Die Bevorzugung von Gemeinschaftsanlagen gegenüber zahlreichen Einzelladestationen ist nicht nur vom Gesetzgeber ausdrücklich gewünscht, sondern auch eine dringende Notwendigkeit, um Netzstabilität und Effizienz zu gewährleisten.

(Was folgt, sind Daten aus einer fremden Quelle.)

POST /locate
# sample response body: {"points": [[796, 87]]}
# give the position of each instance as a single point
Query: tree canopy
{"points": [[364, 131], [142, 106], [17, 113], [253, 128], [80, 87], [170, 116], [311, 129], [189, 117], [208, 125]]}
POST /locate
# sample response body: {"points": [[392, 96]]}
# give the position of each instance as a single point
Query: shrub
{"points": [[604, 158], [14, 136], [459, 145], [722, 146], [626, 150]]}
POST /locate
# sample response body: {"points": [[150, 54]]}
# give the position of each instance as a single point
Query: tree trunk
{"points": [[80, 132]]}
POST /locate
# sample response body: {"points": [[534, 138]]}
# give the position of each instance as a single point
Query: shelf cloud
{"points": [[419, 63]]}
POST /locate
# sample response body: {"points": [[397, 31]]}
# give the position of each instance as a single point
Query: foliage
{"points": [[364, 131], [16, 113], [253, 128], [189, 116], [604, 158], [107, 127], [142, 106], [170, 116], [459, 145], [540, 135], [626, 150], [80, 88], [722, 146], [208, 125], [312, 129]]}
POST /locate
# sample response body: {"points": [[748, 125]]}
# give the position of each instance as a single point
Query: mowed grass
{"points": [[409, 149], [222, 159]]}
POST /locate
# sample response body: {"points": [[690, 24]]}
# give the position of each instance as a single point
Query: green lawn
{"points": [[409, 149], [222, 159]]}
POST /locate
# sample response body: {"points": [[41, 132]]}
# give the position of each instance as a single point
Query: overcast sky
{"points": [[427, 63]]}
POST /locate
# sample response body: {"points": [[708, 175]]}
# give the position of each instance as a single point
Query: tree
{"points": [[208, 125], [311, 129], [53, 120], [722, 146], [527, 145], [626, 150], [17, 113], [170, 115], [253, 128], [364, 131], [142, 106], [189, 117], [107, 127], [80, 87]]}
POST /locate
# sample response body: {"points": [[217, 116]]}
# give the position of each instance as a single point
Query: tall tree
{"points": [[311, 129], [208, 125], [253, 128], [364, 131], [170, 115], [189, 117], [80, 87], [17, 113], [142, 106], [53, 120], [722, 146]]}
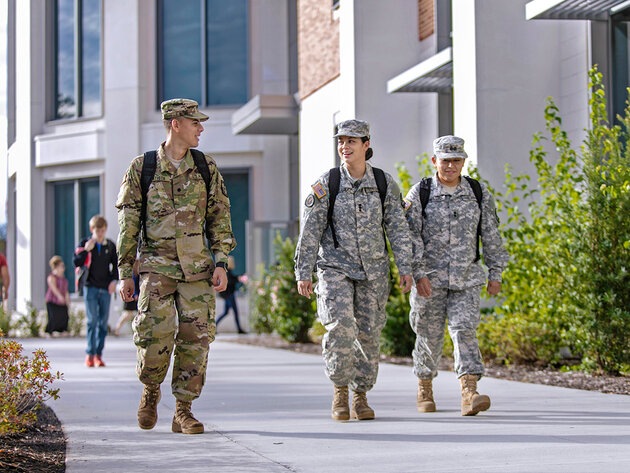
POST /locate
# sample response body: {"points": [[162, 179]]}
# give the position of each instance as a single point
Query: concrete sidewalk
{"points": [[269, 411]]}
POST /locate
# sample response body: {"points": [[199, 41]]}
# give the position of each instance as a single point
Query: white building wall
{"points": [[403, 125], [504, 69]]}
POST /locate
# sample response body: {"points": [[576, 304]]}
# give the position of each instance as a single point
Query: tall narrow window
{"points": [[203, 51], [78, 61], [75, 202]]}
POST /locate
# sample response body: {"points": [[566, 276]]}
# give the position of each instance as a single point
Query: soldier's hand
{"points": [[406, 281], [127, 288], [219, 279], [305, 288], [423, 286], [494, 287]]}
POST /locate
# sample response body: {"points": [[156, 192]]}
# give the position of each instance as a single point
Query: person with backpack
{"points": [[171, 201], [346, 216], [448, 215], [96, 265]]}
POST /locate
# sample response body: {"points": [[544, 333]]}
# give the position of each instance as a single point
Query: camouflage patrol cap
{"points": [[356, 128], [449, 146], [175, 108]]}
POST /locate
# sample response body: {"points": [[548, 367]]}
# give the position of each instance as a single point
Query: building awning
{"points": [[432, 75], [267, 115], [573, 9]]}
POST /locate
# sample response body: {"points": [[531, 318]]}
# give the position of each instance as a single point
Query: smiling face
{"points": [[448, 170], [351, 149], [188, 131]]}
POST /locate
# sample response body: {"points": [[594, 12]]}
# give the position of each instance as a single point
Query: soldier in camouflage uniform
{"points": [[352, 286], [176, 301], [448, 279]]}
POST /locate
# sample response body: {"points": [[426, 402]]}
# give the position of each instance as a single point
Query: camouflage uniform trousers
{"points": [[427, 318], [353, 313], [177, 314]]}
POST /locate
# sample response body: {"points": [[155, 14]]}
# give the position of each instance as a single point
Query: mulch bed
{"points": [[523, 373], [40, 448]]}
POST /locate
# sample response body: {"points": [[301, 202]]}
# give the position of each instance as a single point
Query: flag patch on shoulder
{"points": [[319, 190]]}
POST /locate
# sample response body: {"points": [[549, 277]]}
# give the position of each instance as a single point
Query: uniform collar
{"points": [[367, 181], [167, 167]]}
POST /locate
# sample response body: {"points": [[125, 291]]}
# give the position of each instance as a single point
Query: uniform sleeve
{"points": [[397, 228], [314, 221], [416, 222], [218, 220], [495, 256], [128, 204]]}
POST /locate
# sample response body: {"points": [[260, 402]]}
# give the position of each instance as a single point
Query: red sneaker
{"points": [[98, 361]]}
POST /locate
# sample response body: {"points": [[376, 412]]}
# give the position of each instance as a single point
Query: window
{"points": [[77, 61], [75, 202], [203, 51]]}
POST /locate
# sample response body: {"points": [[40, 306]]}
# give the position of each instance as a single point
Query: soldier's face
{"points": [[188, 130], [351, 149], [448, 169]]}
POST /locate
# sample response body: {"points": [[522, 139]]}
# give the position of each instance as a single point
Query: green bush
{"points": [[567, 281], [24, 384], [276, 303]]}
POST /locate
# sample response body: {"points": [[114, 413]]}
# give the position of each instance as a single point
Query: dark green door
{"points": [[237, 184]]}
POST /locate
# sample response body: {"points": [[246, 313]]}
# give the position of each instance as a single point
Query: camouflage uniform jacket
{"points": [[357, 218], [445, 243], [176, 209]]}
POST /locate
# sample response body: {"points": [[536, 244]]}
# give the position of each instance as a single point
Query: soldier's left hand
{"points": [[406, 281], [494, 287], [219, 279]]}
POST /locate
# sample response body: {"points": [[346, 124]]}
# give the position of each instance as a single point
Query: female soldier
{"points": [[342, 234]]}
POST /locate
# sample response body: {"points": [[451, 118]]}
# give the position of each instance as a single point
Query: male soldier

Betrieb fünf Jahre gesichert
Die Entscheidung des Höchstgerichts verdeutlicht, dass schnelles Handeln bei einem Mehrheitsbeschluss für eine Gemeinschaftsanlage gefordert ist. Verzögerungen oder Unentschlossenheit könnten dazu führen, dass allzu viele Einzelladestationen entstehen, was kollektive Bemühungen zur Schaffung einer effizienten Ladeinfrastruktur untergraben könnte. Es gibt zwar eine Bestimmung (§ 16 Abs 8 WEG), wonach ein Wohnungseigentümer seine Einzelladestation einstellen muss, wenn die Eigentümergemeinschaft dies beschließt und die gemeinsame Anlage eine bessere Nutzung der elektrischen Versorgung ermöglicht. Jedoch tritt diese Pflicht erst nach fünf Jahren ein, da dem Wohnungseigentümer so lang ein „Garantiezeitraum“gewährt wird, innerhalb dessen er seine Einzelanlage nutzen kann. Daher muss die Devise lauten: Schnelles Handeln bei Vorliegen eines Mehrheitsbeschlusses, nach dem Motto „Nicht zögern, sondern machen“. Mag. Vincent Bretschneider ist Head of Legal beim Thinktank für Mobilität, Austria Tech, Mag. Markus Haibel ist Rechtsanwalt in Wien.